矢部 随分前のことになりますが、バラエティ番組「エンタの神様」で「せっけん」という鉄拳さんをパクッたキャラで、しかも「こんな○○は嫌だ」という鉄拳さんのフリップネタをそのままやっていた時期がありまして……。

鉄拳 なんだ、その話ですか(笑)。もう20年近く前のことですよね。

矢部 プロデューサーに言われるがままだったとはいえ、本当に申し訳ありませんでした! 公の場で一度きちんと謝罪しないといけないなと思って。

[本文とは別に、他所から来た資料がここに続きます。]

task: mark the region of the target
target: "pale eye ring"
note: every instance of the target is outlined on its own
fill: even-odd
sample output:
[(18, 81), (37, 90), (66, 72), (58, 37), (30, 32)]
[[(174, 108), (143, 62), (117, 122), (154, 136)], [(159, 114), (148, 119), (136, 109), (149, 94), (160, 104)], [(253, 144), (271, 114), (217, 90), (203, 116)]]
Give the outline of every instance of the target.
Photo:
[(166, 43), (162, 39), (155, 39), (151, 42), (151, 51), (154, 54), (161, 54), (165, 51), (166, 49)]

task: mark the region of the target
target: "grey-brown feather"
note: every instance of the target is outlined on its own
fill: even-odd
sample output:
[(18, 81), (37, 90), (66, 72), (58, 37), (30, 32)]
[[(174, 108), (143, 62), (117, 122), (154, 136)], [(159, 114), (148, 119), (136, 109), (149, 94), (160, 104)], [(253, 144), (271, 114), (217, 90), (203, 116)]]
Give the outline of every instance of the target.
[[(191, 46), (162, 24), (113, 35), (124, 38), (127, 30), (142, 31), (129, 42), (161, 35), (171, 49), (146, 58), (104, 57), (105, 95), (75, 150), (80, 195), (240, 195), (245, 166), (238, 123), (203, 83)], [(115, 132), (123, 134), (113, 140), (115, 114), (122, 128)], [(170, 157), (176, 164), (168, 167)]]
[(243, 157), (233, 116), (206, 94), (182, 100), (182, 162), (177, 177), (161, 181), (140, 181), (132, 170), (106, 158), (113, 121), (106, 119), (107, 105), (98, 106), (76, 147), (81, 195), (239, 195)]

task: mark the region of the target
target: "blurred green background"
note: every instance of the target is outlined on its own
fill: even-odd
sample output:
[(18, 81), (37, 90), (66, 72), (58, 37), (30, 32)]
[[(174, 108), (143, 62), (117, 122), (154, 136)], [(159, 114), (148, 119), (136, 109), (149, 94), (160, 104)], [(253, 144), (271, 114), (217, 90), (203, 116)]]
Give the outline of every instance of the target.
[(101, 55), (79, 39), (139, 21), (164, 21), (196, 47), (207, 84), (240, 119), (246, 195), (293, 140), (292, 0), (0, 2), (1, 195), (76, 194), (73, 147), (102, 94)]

鉄拳 僕は一度しか出たことがないのに「エンタの神様毎週見てました!」といまだに声をかけられることがあります。でも結果、僕のネタの宣伝をしてくれたわけですから、全然気にしていませんよ。

矢部 何か食べたいものとかあったら言って下さい! 

鉄拳 って随分簡単な謝罪じゃないですか! (笑) でも食事よりも、漫画の方がいいかな。1話分だけでいいから、「鉄拳さんと僕」を描いて下さいよ。

矢部 わ、そんなことでいいならいくらでも描きます! 

鉄拳 『大家さんと僕』は1冊目の雑誌連載時に初めて読みました。4ページの1話分だけ読んで正直、「物足りないな」と思ったんです。でも1冊にまとまった後に再度読むと、その物足りなさがちょうど良かった。全編「濃い内容」だったらこれほどヒットしなかったと思います。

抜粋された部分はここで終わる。